Ein Beispiel ist die Ausweisung von Ausgleichs- und Ersatzflächen. Wenn landwirtschaftliche Flächen für naturschutzrechtliche Kompensationsmaßnahmen verwendet werden, kann sich ihre Nutzung dauerhaft ändern. Der Eigentümer erhält möglicherweise Entschädigungen, Pachtzahlungen oder einmalige Zahlungen. Steuerlich ist zu prüfen, ob diese Zahlungen Betriebseinnahmen sind, ob eine Teilveräußerung oder Nutzungsüberlassung vorliegt, ob die Fläche Betriebsvermögen bleibt und ob stille Reserven berührt werden. Auch bewertungsrechtlich kann die Einschränkung der Nutzung eine Rolle spielen.

Ein weiteres Beispiel sind Leitungsrechte und Dienstbarkeiten. Stromleitungen, Gasleitungen, Wasserleitungen, Wege- und Kabelrechte werden häufig gegen Entschädigung bestellt. Der Landwirt sieht eine Entschädigung für die Belastung seiner Fläche. Steuerlich kann die Zahlung unterschiedlich zu behandeln sein, je nachdem, ob sie eine dauerhafte Wertminderung, eine Nutzungsüberlassung, eine Einnahme im Zusammenhang mit Betriebsvermögen oder eine Entschädigung für Ertragsausfall darstellt.
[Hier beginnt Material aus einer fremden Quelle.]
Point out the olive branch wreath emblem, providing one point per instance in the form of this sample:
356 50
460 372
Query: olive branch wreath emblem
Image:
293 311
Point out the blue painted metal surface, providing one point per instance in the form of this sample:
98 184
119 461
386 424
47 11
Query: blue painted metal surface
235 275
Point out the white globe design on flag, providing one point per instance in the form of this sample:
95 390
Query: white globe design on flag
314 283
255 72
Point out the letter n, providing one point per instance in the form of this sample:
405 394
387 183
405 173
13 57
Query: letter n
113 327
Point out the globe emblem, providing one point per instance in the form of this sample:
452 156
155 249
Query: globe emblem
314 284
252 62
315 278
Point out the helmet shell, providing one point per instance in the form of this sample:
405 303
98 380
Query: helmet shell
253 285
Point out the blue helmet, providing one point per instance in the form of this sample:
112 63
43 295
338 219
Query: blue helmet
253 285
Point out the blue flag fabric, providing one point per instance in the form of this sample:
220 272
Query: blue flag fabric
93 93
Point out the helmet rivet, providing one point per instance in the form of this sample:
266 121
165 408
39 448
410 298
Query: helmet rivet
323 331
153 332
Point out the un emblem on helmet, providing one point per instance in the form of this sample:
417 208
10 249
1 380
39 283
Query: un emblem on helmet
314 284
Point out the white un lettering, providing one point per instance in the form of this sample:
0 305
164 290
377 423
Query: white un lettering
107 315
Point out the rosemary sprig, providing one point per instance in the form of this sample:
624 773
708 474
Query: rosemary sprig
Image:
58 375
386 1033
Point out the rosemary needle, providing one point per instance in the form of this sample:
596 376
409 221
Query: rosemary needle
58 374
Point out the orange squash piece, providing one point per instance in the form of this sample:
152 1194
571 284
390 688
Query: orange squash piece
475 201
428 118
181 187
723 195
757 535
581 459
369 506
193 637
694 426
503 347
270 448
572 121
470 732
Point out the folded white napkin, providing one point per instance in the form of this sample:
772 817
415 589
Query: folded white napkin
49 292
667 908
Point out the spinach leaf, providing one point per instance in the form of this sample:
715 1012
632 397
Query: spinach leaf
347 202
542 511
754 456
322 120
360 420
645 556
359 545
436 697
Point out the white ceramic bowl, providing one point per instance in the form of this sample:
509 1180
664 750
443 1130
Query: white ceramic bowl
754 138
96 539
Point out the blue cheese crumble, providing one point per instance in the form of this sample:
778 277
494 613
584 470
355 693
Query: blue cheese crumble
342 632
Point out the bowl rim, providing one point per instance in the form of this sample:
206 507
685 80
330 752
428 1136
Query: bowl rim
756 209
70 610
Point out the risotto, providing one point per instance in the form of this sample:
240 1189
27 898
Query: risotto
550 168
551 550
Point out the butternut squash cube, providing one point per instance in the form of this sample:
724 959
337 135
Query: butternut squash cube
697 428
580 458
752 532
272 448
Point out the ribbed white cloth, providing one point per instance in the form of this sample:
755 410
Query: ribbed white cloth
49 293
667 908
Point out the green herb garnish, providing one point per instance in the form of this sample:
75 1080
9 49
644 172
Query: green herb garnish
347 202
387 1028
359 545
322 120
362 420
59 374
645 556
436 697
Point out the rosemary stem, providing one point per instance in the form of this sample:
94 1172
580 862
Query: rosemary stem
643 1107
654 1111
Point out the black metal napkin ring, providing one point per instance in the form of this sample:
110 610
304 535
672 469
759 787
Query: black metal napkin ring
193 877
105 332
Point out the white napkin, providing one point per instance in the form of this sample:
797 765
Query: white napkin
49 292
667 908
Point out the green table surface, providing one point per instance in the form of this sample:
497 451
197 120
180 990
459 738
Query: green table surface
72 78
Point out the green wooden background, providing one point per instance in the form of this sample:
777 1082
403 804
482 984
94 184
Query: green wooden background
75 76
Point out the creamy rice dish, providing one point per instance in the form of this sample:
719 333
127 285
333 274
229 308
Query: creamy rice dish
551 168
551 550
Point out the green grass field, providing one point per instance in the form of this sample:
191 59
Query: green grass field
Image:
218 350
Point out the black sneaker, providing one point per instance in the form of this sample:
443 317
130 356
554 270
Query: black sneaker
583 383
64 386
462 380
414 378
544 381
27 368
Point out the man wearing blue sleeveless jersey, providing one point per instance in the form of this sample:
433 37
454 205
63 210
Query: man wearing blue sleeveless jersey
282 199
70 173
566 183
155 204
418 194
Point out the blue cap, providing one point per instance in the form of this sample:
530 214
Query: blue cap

Die Vertragsformulierung ist entscheidend. Der Steueranwalt muss darauf achten, dass die wirtschaftliche Funktion der Zahlung erkennbar ist.

Auch Düngerecht und Wasserrecht können steuerliche Wirkung entfalten. Muss ein Betrieb Investitionen in Güllelagerung, Abluftreinigung, Bewässerung oder Erosionsschutz tätigen, stellt sich die Frage nach Aktivierung, Abschreibung, Zuschüssen und Rückstellungen. Werden Auflagen verletzt und Prämien gekürzt, sind die Rückforderungen steuerlich einzuordnen. Werden Flächen wegen Wasserschutzauflagen weniger intensiv nutzbar, kann dies Pachtwerte, Verkehrswerte und Abfindungen beeinflussen.

Immissionsschutzrecht ist besonders bei Tierhaltungsanlagen und Biogasanlagen relevant. Genehmigungen können hohe Investitionen erfordern. Ein Stallbau, der öffentlich-rechtlich genehmigt ist, muss steuerlich richtig abgebildet werden. Betriebsvorrichtungen, Gebäude, Außenanlagen und technische Anlagen haben unterschiedliche Abschreibungsregeln. Fördermittel mindern gegebenenfalls Anschaffungskosten oder sind als Zuschüsse zu behandeln. Der Steueranwalt muss hier mit technischen Gutachtern, Steuerberatern und Verwaltungsrechtlern zusammenarbeiten.

Die zunehmende ökologische Regulierung macht die Rolle des Steueranwaltes nicht kleiner, sondern größer. Denn jede öffentlich-rechtliche Auflage kann eine steuerliche Folge haben. Der landwirtschaftliche Betrieb braucht daher einen Berater, der nicht nur die Steuererklärung sieht, sondern die Investitions- und Genehmigungslandschaft versteht.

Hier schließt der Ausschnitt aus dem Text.